DESCRIPTION OF OPERATION: The patient was brought to the operating room and placed in supine position. After adequate anesthesia was obtained using a general anesthetic, the left arm was prepped and draped in the usual sterile manner. The left arm was then exsanguinated using Esmarch wrap and tourniquet and was inflated to 250 torr. I first turned my attention to the palmar fasciectomy.
I made a curvilinear incision from the metacarpophalangeal joint area of the left index finger, curving across the palm and proximally to the carpometacarpal joint base of the small finger. I dissected down through the subcutaneous tissue to the Dupuytren’s tissue and then I carefully separated the Dupuytren’s tissue from the subcutaneous tissue and skin. I lifted this up so I could trace it back to just distal to the transverse carpal ligament. I then identified its limits on the radial side and the ulnar side of the palm and then identified each of the individual pretendinous cords that extended to the fingers.
I released the Dupuytren’s proximally and then followed each of the cords. I followed the cord to the index finger, where I preserved Skoog’s fiber and followed it distally where it inserted into the skin and into the flexor sheath. I excised it at this point. On the middle finger, in a similar fashion, I followed it past Skoog’s fibers, preserving the fibers and then it had a spiral cord that was extending ulnarly. I did follow this slightly more distal out to its attachment close to the base of the proximal phalanx.
I protected the neurovascular bundle and released it from this location. I then followed the small finger out and it did extend again in a spiral cord towards the ulnar side. I was able to separate it from the neurovascular bundle and it was excised. I then followed the ring finger past Skoog’s fibers and I continued the dissection distally.
I released it from the flexor sheath and then I carefully identified the neurovascular bundles radially and ulnarly and traced these out towards the proximal flexion crease of the ring finger. I now did a modified Brunner incision over the palmar aspect of the ring finger and carefully separated the skin from the Dupuytren’s tissue. I followed the dissection towards the radioulnar side, then identified over the middle aspect of the middle phalanx the digital nerve and vessel, and then used this to trace proximally to ensure that I protected the neurovascular bundle throughout its dissection.

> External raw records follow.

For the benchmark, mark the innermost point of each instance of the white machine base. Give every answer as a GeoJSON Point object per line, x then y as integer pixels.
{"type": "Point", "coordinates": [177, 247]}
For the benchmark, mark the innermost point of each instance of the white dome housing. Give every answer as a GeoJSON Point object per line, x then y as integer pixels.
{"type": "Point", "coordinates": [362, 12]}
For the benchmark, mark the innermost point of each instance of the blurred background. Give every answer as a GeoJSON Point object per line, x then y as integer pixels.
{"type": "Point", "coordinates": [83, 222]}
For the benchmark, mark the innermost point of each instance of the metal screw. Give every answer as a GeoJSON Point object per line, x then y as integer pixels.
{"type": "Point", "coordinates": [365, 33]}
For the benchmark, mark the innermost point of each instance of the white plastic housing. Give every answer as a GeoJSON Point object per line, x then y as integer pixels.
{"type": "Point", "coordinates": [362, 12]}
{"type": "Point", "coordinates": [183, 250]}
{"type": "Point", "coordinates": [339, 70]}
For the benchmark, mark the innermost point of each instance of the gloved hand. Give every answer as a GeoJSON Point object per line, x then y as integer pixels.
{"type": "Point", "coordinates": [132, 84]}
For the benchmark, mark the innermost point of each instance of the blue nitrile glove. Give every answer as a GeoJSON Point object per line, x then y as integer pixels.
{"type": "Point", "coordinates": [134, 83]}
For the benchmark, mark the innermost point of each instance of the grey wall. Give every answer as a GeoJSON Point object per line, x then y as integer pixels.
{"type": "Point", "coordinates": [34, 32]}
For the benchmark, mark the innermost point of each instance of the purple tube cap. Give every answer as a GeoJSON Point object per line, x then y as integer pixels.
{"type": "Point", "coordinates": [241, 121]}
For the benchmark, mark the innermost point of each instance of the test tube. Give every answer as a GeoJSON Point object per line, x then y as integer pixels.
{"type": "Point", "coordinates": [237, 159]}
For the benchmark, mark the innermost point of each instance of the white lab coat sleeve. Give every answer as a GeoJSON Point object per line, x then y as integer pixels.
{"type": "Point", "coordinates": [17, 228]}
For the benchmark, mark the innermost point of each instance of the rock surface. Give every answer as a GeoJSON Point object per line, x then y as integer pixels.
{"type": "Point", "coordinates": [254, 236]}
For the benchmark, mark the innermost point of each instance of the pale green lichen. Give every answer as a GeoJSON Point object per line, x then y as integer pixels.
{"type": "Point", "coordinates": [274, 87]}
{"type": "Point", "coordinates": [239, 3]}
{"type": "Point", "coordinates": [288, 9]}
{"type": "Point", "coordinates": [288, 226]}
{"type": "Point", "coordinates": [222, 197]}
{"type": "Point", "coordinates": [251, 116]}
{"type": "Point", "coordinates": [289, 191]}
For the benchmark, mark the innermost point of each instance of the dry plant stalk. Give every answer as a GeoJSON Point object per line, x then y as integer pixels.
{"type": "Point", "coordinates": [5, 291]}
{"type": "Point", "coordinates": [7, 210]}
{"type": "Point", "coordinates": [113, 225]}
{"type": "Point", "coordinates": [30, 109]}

After exposing the digital nerve and vessel on both the radial and ulnar sides, I carefully separated the Dupuytren’s disease from the flexor sheath and dissected it proximally. I then followed this underneath the proximal flap and removed it in one lump. I then checked for both lateral cords and retrovascular cords, which were identified and removed and again checked throughout the course of the dissection that the neurovascular bundles were protected.
I then was able to demonstrate that I could fully extend the ring finger on both the metacarpophalangeal joint and the proximal interphalangeal joint and I checked to ensure that there were no remaining cords. I then irrigated out copiously and then deflated the tourniquet. I cauterized the small bleeding vessels, and then after irrigation checked to make sure that the flaps were pink and the finger tip was pink.
I then irrigated again and extended points of Brunner incisions to the mid lateral line and then I used 5-0 nylon to close the skin. This was done in horizontal mattress stitches. I checked to ensure that again the flaps were all pink and then placed him in a compressive dressing and the fingers were placed in full extension with a splint holding that position. The patient was then taken to the recovery room in good condition.